Include exercise in your daily routine

While you might not have time to include long workouts at the gym or be able to commit to training for an Ironman, at a minimum, aim for 30 minutes of activity per day. This can include taking a walk with a friend around the neighbourhood or going to spin class during your lunch hour. Sneak in physical activity throughout your day, too–choose to walk to the mall to buy that novel rather than just ordering it online, or commit to taking the stairs in the subway station instead of the escalator.

Schedule self-care time

You’d never skip an appointment in your calendar you’ve got with, say, your doctor, or bail on one of your kid’s games, right? Block off time in your calendar so that you have self-care time on a regular basis that is non-negotiable. Remember, too, that self-care can mean different things to people. It’s all about making time for something that you enjoy that rejuvenates and fulfills you. For some, that might mean taking a bubble bath, but for the next mom, it might be reading a few chapters of a novel or going for a coffee with a friend. It can also include brief breaks such as taking five minutes to meditate as you sit with your morning smoothie. Carve out those moments of me-time where you can.

Make time to socialize

Have friends over so you catch up as adults; you can invite other moms–who else will best understand where you’re coming from–but also make time for your friends who are at different life stages than you so you can talk about things other than kids. Look into book or wine clubs in your neighbourhood. If you can’t figure out when you could make time for a social life, incorporate it with other things in your schedule–plan for playing tennis once a week with your best friend so you get your workout done while also catching up, for example.

Enlist some help

You simply can’t do it all and although moms can find it hard to ask for help, the truth is that there will be times you can’t manage everything that’s being asked of you. Consider whether hiring help, whether that’s a housekeeper or tutor for your kids, makes sense for your schedule and financial situation. If you’re feeling spread too thin driving the kids to all of their activities, ask another parent if you can team up to share the task of getting them to and from rehearsals or practice. Has a green-thumb friend offered to help with your garden?

Take them up on their offer. Also, while you’re learning to ask for help, learn how to say no. You might feel like you have to say yes to whatever’s asked of you (especially if you have a people-pleaser personality), but if you can barely manage handling your workload now, you simply cannot agree to take on more responsibilities. So, decline heading up that new committee at the office and turn down that volunteer position for this season. You’ll feel instantly less stressed once you realize you don’t have to add these roles to your plate.

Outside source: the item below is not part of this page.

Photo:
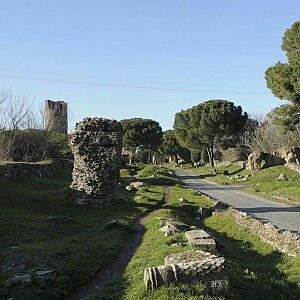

Develop an attitude of gratitude

It’s easy to get caught up in how busy you are every day. It often seems like everything seems to snowball from the moment you wake up until you crash at night, and then you get up the next day and do it all over again. This makes working on being grateful for the simple things in life so important for moms. Keeping a gratitude journal can encourage you to make time to consider what things you are grateful for and this will change your perspective as you approach each day.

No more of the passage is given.